Again: This MWE does not reproduce the problem, but I can not find any difference between this MWE and my original code, that is not so easy to extract from the package, but also involves this recursive type this example has (and yes sorry I am just running out of ideas what to test).


#15

My final remarks, since I am really running out of ideas is – the only difference from the last code to my complete code is, that the MySimpleType is not a value but a vector ( Vector{Float64}), that does not change the results in the above example, it still has stable types.

However, also only in my larger example (though not in the MWE), adding a constructor to (hence within) MyType like

    MyType{TA,TB}(v,d) where {TA <: AbstractArray{T,N} where {T <: MyAbstractType, N}, TB <: Tuple{Vararg{Int}} }= new(v,d)

yields that code_warntype does not produce any Core.Boxes anymore any no Anys, however the code itself of course does not work anymore, since the constructor now requires the types to be specified on every call (which is tedious to write). On the other hand adding the easier (outer) constructor (so outside of MyType) like

MyType(v::TA,d::TB) where {TA <: AbstractArray{T,N} where {T <: MyAbstractType, N}, TB <: Tuple{Vararg{Int}} }= MyType{TA,TB}(v,d)

solves this problem and the constructors as in the MWE work again. In the MWE this also compiles fine. However in my larger code (with vector instead of float, though that also does not break the MWE)

  • introducing the inner constructor solves all code warnings but the code does not run
  • introducing the outer constructor additionally makes the code run but reintroduces the code warnings.

The definition of a seems to be the culprit, it just appears for the size (variable d) for the first time and axis stored in aCore.Box` - again only in my larger example though the example above is the same with different names copied together into one example. The output is even stranger. Adapted (as said the MWE does not reproduce, and I really don’t know why anymore)
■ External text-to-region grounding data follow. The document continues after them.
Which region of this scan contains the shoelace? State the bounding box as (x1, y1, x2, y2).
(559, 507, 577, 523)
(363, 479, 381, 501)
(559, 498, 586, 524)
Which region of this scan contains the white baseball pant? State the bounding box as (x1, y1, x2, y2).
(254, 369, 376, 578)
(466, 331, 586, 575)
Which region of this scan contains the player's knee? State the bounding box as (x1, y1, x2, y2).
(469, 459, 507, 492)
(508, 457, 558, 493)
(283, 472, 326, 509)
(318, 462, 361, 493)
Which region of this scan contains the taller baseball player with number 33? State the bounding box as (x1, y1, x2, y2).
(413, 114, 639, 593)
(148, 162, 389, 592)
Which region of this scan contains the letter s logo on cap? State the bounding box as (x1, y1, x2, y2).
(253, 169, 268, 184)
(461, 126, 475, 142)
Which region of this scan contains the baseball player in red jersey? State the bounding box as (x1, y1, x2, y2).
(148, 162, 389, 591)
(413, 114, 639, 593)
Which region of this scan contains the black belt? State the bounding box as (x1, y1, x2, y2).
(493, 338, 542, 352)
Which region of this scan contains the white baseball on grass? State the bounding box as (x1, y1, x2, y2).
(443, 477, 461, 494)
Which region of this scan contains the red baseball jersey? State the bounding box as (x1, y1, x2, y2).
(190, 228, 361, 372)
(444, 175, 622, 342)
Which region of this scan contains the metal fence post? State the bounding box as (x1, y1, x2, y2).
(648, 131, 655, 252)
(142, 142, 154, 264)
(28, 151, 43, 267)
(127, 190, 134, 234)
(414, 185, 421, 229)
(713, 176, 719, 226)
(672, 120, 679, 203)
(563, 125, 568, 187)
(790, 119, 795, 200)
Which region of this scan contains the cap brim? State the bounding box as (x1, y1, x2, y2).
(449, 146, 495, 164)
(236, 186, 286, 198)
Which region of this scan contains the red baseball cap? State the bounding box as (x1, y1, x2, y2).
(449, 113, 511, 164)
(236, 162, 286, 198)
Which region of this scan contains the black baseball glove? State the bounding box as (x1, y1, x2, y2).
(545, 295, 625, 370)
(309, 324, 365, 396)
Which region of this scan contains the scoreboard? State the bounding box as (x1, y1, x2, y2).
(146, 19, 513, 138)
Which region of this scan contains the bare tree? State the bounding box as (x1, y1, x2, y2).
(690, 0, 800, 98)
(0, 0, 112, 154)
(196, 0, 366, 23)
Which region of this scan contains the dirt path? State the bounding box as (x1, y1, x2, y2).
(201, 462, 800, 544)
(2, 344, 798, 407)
    %23  = %new(MyType{Array{MySimpleType,1}}, %22)::MyType{Array{MySimpleType,1}}
    │           (Core.setfield!)(%1, :contents, %23)
│           (Core.setfield!)(%2, :contents, 10.0)
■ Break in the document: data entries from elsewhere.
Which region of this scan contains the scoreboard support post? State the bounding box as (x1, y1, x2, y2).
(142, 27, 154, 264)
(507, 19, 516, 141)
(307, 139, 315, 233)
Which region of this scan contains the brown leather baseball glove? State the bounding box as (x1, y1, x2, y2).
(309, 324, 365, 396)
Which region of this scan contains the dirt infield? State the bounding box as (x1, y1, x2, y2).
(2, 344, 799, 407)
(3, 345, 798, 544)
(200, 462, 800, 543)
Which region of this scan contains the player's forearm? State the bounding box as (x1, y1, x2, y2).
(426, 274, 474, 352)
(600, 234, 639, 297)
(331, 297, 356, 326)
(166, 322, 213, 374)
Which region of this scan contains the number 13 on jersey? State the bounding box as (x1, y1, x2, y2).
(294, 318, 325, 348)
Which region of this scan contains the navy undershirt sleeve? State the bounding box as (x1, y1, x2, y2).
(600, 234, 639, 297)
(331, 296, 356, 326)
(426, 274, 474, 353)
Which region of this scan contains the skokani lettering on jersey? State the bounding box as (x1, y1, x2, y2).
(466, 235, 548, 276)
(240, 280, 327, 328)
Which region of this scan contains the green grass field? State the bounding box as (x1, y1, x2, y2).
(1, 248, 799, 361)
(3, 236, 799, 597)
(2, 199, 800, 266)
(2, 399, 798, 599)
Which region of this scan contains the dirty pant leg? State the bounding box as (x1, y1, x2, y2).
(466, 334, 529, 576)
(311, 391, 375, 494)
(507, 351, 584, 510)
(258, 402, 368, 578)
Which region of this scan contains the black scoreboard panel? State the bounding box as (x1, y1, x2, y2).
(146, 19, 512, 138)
So it seems to defer the type correctly in its compiled command 23 but then decides to still put it in a Core.Box. Even stranger, the following box that’s filled is for a line that just reads α = 10.(that’s why I added that, too). I don’t understand any of those lines. Of course this causes many other problems when reusing that line. (%22) is the result of the vcat from within the runExample and returns the proper array of SimpleTypes.


#16

Okay, I found the culprit: Besides.`size had another function that was not typestyle and somehow that induced so many boxes and errors that it was hard to find that. I am left with another problem, but that is merely for another thread, because it’s not related to the problem discussed here. Thanks for all your help.